| Consensus | Consensus Range | Actual | Previous | Revised | |
|---|---|---|---|---|---|
| Private Payrolls - M/M | 75,000 | 20,000 to 130,000 | 104,000 | -33,000 | -23,000 |
Highlights
The ADP national employment report shows 104,000 jobs added to private payrolls in July after a downward revision to just 23,000 jobs shed in June (previously -33,000). The July increase beats the consensus of up 75,000 in the Econoday survey of forecasters. By sector, there was increased hiring within both service-providing industries as well as goods-producers.
Annual wage growth remained robust up 4.4 percent compared to July 2024.
Service-providers' payrolls are up 74,000 in July. Goods-producers' payrolls are up 31,000 in July.
Payrolls are up only for all establishments in July. Small firms (1-49 employees) added 12,000 jobs, medium firms (50-499) +46,000, and large firms (500+) also +46,000.
The ADP pay insights report noted that the median annual increase for pay for job-stayers is up 4.4 percent from July 2024. For job-changers, the July year-over-year increase is 7 percent. This is up from 6.8 percent in June.

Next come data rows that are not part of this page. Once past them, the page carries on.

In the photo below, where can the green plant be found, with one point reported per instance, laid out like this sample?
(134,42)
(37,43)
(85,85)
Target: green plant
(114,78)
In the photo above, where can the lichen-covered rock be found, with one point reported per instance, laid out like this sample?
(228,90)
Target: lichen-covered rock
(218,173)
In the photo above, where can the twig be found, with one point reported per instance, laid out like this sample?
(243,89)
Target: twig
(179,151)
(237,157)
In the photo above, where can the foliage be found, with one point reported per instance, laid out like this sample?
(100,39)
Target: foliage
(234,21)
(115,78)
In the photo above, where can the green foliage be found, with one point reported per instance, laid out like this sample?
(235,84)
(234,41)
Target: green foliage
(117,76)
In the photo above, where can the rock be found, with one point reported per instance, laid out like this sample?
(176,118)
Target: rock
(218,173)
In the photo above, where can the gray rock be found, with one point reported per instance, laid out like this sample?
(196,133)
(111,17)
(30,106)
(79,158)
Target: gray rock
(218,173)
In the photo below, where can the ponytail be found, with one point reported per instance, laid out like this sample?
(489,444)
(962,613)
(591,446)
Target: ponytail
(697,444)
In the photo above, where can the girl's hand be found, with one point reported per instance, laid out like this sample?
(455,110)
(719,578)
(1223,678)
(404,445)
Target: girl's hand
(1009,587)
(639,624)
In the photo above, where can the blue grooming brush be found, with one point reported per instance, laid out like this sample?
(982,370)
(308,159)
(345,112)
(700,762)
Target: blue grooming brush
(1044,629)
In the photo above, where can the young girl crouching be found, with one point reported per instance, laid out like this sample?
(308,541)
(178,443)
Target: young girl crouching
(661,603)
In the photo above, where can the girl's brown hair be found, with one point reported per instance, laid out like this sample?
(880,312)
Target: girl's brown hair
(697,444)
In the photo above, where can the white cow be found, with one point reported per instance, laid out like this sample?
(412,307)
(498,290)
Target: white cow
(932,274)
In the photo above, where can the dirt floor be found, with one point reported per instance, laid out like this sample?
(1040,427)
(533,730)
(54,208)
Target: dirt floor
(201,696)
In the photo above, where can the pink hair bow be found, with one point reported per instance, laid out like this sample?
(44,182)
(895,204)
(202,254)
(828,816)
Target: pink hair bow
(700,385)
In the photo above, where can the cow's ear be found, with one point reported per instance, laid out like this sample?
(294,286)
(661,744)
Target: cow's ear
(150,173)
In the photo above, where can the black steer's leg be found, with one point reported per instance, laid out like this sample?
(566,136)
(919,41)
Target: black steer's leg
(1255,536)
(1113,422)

Market Consensus Before Announcement
Definition
Description
The employment statistics also provide insight on wage trends, and wage inflation is high on the list of enemies for the Federal Reserve. Fed officials constantly monitor this data watching for even the smallest signs of potential inflationary pressures, even when economic conditions are soggy. If inflation is under control, it is easier for the Fed to maintain a more accommodative monetary policy. If inflation is a problem, the Fed is limited in providing economic stimulus.
By tracking jobs, investors can sense the degree of tightness in the job market. If wage inflation threatens, it's a good bet that interest rates will rise; bond and stock prices will fall. No doubt that the only investors in a good mood will be the ones who watched the employment report and adjusted their portfolios to anticipate these events. In contrast, when job growth is slow or negative, then interest rates are likely to decline - boosting up bond and stock prices in the process.